A team at the Korea Advanced Institute of Science and Technology (KAIST) has developed a technique for facial expression detection by merging near-infrared (NIR) light-field camera imaging techniques with AI technology.
Unlike a conventional camera, the light-field camera contains micro-lens arrays in front of the image sensor, which makes the camera small enough to fit into a smartphone while allowing it to acquire the spatial and directional information of the light with a single shot.
The technique can reconstruct images in a variety of ways, including multiviews, refocusing, and 3D image acquisition.
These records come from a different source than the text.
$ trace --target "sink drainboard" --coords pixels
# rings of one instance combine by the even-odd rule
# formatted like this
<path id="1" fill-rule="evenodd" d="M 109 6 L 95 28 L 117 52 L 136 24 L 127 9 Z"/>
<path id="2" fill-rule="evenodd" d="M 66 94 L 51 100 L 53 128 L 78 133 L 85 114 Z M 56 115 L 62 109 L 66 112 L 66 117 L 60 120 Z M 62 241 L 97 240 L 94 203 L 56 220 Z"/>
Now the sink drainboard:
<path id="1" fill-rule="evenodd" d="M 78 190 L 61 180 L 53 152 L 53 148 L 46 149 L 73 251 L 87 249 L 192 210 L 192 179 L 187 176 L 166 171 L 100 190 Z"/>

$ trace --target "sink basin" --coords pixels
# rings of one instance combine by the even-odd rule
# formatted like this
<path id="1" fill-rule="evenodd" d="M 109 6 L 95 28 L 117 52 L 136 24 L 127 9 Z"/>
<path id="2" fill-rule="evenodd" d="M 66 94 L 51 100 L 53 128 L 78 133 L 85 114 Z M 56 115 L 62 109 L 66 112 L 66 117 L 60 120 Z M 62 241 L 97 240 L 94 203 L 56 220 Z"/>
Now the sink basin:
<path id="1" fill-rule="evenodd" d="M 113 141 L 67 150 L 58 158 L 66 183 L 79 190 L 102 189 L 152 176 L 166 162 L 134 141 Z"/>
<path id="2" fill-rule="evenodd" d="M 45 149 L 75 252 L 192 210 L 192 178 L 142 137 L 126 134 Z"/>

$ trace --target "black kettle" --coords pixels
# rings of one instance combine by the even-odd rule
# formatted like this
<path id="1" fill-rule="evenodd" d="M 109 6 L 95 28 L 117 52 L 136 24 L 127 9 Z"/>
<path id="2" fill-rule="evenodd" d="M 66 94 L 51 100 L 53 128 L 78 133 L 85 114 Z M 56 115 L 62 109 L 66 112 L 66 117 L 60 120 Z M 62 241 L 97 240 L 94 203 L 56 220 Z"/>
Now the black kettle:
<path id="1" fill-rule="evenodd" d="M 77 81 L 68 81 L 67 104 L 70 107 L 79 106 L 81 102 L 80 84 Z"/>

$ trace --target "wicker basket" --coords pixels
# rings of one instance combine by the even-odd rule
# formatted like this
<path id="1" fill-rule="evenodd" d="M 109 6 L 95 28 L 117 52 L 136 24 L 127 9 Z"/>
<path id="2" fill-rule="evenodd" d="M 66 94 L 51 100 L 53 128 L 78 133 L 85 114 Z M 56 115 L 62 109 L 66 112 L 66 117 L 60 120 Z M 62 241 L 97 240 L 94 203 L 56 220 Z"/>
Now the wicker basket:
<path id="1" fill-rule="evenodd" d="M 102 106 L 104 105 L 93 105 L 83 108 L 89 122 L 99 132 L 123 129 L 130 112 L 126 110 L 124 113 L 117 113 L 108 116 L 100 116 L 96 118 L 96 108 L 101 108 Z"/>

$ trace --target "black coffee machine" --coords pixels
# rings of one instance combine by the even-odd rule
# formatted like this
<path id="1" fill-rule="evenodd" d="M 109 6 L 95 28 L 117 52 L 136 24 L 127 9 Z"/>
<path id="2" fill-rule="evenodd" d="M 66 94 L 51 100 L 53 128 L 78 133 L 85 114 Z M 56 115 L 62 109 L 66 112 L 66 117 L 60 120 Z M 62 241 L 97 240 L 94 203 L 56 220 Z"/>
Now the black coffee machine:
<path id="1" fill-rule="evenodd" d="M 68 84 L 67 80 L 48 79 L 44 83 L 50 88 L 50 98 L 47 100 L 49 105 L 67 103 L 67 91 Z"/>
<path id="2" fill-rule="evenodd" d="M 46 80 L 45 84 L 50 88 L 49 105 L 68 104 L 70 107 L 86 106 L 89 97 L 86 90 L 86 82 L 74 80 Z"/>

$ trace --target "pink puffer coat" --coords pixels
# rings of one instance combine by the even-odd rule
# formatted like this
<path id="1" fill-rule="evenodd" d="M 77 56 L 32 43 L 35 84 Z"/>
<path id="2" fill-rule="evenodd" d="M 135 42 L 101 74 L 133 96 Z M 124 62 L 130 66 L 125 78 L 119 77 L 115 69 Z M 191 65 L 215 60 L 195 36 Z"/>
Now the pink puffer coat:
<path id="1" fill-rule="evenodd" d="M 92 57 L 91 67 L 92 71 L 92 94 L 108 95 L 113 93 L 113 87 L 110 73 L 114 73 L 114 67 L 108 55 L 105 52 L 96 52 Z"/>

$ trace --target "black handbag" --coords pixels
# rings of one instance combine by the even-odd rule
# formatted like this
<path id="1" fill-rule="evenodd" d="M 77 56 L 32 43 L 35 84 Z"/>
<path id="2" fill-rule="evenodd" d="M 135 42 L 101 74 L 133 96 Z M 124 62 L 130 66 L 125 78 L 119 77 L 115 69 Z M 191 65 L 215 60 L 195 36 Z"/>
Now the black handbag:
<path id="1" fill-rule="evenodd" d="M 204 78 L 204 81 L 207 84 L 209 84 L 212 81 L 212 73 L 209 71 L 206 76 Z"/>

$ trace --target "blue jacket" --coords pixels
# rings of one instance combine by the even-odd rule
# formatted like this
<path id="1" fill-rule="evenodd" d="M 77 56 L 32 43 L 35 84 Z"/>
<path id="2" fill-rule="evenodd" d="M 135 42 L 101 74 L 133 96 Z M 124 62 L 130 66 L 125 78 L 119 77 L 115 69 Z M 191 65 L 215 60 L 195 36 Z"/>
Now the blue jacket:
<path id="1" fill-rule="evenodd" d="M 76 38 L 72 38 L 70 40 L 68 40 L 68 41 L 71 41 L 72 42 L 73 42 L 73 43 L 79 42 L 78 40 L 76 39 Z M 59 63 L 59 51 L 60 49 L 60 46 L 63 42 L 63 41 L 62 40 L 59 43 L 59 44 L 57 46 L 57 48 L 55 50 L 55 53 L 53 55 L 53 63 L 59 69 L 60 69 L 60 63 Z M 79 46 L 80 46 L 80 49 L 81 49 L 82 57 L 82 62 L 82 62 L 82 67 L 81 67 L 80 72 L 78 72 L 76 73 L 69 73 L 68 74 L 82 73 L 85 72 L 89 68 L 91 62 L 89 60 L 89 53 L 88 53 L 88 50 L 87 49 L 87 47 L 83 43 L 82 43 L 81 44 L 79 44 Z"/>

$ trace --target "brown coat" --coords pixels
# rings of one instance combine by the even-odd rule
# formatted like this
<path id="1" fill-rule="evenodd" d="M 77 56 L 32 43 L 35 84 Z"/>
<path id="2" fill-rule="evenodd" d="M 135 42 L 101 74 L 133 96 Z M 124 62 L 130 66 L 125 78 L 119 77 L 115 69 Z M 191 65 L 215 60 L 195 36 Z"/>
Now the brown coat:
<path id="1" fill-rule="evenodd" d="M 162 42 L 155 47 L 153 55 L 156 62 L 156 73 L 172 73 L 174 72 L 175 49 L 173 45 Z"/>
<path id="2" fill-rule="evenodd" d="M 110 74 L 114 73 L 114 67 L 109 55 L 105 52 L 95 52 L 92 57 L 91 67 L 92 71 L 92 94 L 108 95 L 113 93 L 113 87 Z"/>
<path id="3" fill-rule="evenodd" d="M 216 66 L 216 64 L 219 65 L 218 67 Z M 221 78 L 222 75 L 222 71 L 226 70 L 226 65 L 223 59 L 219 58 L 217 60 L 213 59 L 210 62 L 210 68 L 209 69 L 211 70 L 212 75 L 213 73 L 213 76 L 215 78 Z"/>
However, the optical crosstalk between shadows caused by external light sources in the environment and the micro-lens has limited existing light-field cameras from being able to provide accurate image contrast and 3D reconstruction.
The joint research teams of Ki-Hun Jeong and Doheon Lee from the KAIST Department of Bio and Brain Engineering applied a VCSEL in the NIR range to stabilize the accuracy of 3D image reconstruction that previously depended on environmental light. When an external light source is shone on a face at 0°, 30°, and 60° angles, the light-field camera reduces 54% of image reconstruction errors.
Additionally, by inserting a light-absorbing layer for visible and NIR wavelengths between the micro-lens arrays, the team minimized optical crosstalk while increasing the image contrast by 2.1 times.
A facial expression reading based on multilayer perceptron classification from 3D depth maps and 2D images obtained by NIR-based light-field camera. Courtesy of KAIST.
The researchers overcame the limitations of existing light-field cameras and was able to develop their NIR-based light-field camera (NIR-LFC) optimized for the 3D image reconstruction of facial expressions. Using the NIR-LFC, the team acquired high-quality 3D reconstruction images of facial expressions showing various emotions regardless of the lighting conditions of the surrounding environment.
The team then used machine learning to distinguish facial expressions in the acquired 3D images at an average of 85% accuracy — a statistically significant figure compared with the use of 2D images. By calculating the interdependency of distance information that varies with facial expression in 3D images, the team was also able to identify the information that a light-field camera uses to distinguish human expressions.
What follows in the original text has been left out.